Poliomyelitis & Post-Polio Syndrome
- Motor neurons in anterior horn, brainstem, frontal lobe affected.
- Cause: Poliovirus (preventable with Salk/Sabin vaccines).
- Post-polio: decades later, new muscle weakness & fatigue.
- Management: lifestyle modifications, energy conservation, orthotics.
Huntington Disease
- Inherited (autosomal dominant) gene defect on chromosome 4 (expanded CAG repeats).
- Clinical Features
- Chorea (involuntary, writhing movements).
- Cognitive decline → dementia.
- Emotional disturbances (depression, irritability).
- Onset: mid-life or later; progressive & fatal (~15–20 yr).
- No disease-modifying therapy; symptomatic management (antipsychotics for chorea, SSRIs for mood).
- Genetic counseling critical (50% offspring risk).
Myasthenia Gravis
- Etiology/Pathophysiology
- Autoimmune attack (T-cell–dependent) on postsynaptic acetylcholine (ACh) receptors at neuromuscular junction.
- “Grave muscle weakness.”
- Manifestations
- Fluctuating skeletal muscle weakness; worse with exertion, improves with rest.
- Ocular muscles often first → ptosis, diplopia.
- Bulbar: dysphagia, dysarthria.
- Respiratory: risk of myasthenic crisis.
- Diagnosis
- Tensilon (edrophonium) test: transient improvement confirms MG.
- Serum ACh receptor antibodies (positive in ~80%).
- Electrodiagnostics: repetitive nerve stimulation, single-fiber EMG.
- Chest CT to assess thymoma.
- Treatment
- Anticholinesterase agents (pyridostigmine) inhibit acetylcholinesterase → ↑ ACh at junction.
- Timing doses 30–45 min before meals optimizes swallowing.
- Immunomodulation: corticosteroids, azathioprine, mycophenolate.
- Thymectomy (curative in some, esp. thymoma cases).
- Plasmapheresis or IVIG for crisis.
- Nursing Management
- Monitor respiratory function; incentive spirometry.
- Prevent myasthenic vs. cholinergic crises; educate on stressor avoidance (infection, surgery).
- Energy conservation—cluster activities after medication dose.
- Eye care: artificial tears, eye patches alternating.
- Support independence; medical alert bracelet.
Myasthenic Crisis Care Plan (Respiratory Infection)
- Airway & Breathing
- Assess V/S, negative inspiratory force (NIF), VC; prepare for intubation.
- Administer oxygen; suction secretions.
- Medications
- Hold anticholinesterase initially (risk aspiration) until airway secured.
- Begin plasmapheresis/IVIG as ordered.
- Infection Control
- Broad-spectrum antibiotics per culture.
- Strict hand hygiene; pulmonary toileting.
- Nutrition
- Enteral feeding tube if prolonged intubation.
- Psychosocial
- Reassurance, communication boards.
Comparative Highlights
- Pathophysiology
- PD: central dopamine deficiency; Lewy bodies.
- MG: peripheral blockage of ACh receptors (autoimmune);
- Both lead to motor dysfunction but via different neurotransmitter systems.
- Complications
- PD: falls, aspiration due to bradykinesia.
- MG: respiratory failure during crisis.
- HD vs.

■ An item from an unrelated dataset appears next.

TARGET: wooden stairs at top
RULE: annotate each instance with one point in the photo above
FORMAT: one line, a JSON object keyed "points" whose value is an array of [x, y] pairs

ALS
- HD has choreiform movements + cognitive decline (autosomal dominant).
- ALS is pure motor neuron degeneration without cognitive loss.
- MS Diagnostic Difficulty
- Variable lesions, relapsing course, multifocal CNS involvement; requires serial imaging & labs.
Ethical & Practical Considerations
- Progressive neurodegenerative disorders pose choices about feeding tubes, ventilation, advance directives.
- Genetic implications of HD demand counseling, privacy, discrimination awareness.
- Access to high-cost biologics (MS, PD deep-brain stimulation) raises healthcare equity questions.